Abad ke-15, menurut Fadly, adalah "abad rempah-rempah" yang mengubah citra kuliner Eropa yang selama zaman Medieval dinilai tidak berselera. Citra rempah lantas mulai bergeser dari afrodisiak (perangsang daya seksual), menjadi penguat citarasa eksotik hidangan di lingkungan kerajaan-kerajaan di Eropa.Â
Walhasil, lanjut Fadly, seiring dengan populernya eksotika rempah, buku-buku masak pun bermunculan. Sebuah buku masak di Inggris, misalnya, memuat resep jenis ikan Atlantik (haddock) dalam kuah saus yang diberi nama "gyve". Bumbu sausnya dibuat dari ramuan cengkih, bunga pala, lada, kayumanis, kismis, kunyit, kayu cendana, dan jahe. Sepanjang abad ke-13 hingga abad ke-15, sekitar 75 persen rempah-rempah muncul di resep-resep buku masak.

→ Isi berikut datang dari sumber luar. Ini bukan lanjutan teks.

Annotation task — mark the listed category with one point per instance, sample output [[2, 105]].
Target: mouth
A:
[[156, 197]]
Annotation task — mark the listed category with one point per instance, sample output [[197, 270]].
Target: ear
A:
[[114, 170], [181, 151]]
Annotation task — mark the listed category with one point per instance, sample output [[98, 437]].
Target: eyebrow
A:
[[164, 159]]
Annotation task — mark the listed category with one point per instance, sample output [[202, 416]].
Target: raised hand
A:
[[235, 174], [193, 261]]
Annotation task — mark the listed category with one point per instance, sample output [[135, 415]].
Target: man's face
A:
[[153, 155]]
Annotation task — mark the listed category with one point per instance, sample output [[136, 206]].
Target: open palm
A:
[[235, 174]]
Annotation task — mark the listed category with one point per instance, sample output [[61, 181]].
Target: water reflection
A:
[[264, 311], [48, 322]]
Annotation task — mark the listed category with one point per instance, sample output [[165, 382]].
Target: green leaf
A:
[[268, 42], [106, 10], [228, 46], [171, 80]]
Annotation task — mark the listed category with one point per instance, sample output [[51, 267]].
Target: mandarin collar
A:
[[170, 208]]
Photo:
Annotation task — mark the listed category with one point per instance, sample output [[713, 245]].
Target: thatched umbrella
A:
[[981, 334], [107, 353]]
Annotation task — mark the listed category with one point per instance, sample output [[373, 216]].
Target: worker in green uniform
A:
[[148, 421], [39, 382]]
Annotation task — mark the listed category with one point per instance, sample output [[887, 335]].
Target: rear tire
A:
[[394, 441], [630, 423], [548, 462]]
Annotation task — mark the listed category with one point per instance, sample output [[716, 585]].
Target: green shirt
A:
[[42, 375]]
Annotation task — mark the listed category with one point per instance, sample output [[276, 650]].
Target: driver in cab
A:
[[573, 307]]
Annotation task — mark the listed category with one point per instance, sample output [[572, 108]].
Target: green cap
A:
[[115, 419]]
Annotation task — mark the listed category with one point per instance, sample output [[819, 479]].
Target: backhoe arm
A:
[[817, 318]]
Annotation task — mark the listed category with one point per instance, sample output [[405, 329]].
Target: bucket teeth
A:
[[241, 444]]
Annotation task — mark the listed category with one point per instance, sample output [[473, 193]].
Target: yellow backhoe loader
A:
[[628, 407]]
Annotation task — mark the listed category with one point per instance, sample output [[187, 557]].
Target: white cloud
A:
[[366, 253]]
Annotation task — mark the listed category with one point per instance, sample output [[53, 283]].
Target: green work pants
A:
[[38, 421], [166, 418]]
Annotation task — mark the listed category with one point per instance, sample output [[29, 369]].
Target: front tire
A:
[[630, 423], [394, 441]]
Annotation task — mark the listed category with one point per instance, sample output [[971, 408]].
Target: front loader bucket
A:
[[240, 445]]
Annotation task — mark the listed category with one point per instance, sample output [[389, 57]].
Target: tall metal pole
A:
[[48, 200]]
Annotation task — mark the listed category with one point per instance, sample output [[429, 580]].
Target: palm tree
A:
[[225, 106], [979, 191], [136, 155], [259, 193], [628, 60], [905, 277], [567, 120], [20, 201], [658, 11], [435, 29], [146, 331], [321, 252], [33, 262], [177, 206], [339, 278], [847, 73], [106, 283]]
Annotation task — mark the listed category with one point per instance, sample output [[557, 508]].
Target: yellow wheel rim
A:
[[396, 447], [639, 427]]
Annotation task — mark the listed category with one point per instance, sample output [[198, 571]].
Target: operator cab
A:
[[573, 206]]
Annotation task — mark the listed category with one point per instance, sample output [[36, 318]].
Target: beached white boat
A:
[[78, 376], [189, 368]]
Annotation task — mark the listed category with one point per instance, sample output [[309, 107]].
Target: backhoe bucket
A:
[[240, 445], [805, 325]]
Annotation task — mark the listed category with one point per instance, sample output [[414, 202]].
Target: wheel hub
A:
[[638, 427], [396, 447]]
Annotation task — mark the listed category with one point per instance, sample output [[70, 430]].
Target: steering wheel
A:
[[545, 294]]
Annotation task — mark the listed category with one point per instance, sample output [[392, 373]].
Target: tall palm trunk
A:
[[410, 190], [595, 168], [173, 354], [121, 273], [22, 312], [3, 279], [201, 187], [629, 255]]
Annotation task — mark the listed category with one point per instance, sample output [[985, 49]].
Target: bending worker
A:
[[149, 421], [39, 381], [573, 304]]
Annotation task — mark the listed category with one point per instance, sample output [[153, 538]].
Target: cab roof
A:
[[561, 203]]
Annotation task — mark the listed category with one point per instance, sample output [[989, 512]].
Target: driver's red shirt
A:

Di tengah menggeliatnya industri kuliner di Indonesia, diselenggarakan berbagai acara seminar, pameran, hingga bertumbuhnya beberapa komunitas kuliner. Tidak terkecuali mengusung tema rempah turut pula bergeliat beberapa tahun terakhir. Fenomena ini seakan-akan membangunkan kembali ingatan kolektif masyarakat pada kemasyhuran masa lalu Indonesia sebagai "surga" penghasil rempah yang sempat hilang ditelan jaman.
Membangun Citra rempah Nusantara bagi Reputasi Indonesia
Untuk membangun citra Indonesia yang terintegrasi dan melekat di benak masyarakat dunia, Kementerian dan Lembaga diharapkan tidak berjalan sendiri-sendiri. Bahkan hal ini mendapat penekanan dari Presiden Joko Widodo. Sejumlah upaya untuk mendorong dan meningkatkan kinerja berbagai sektor di Indonesia perlu terus dilakukan pemerintah.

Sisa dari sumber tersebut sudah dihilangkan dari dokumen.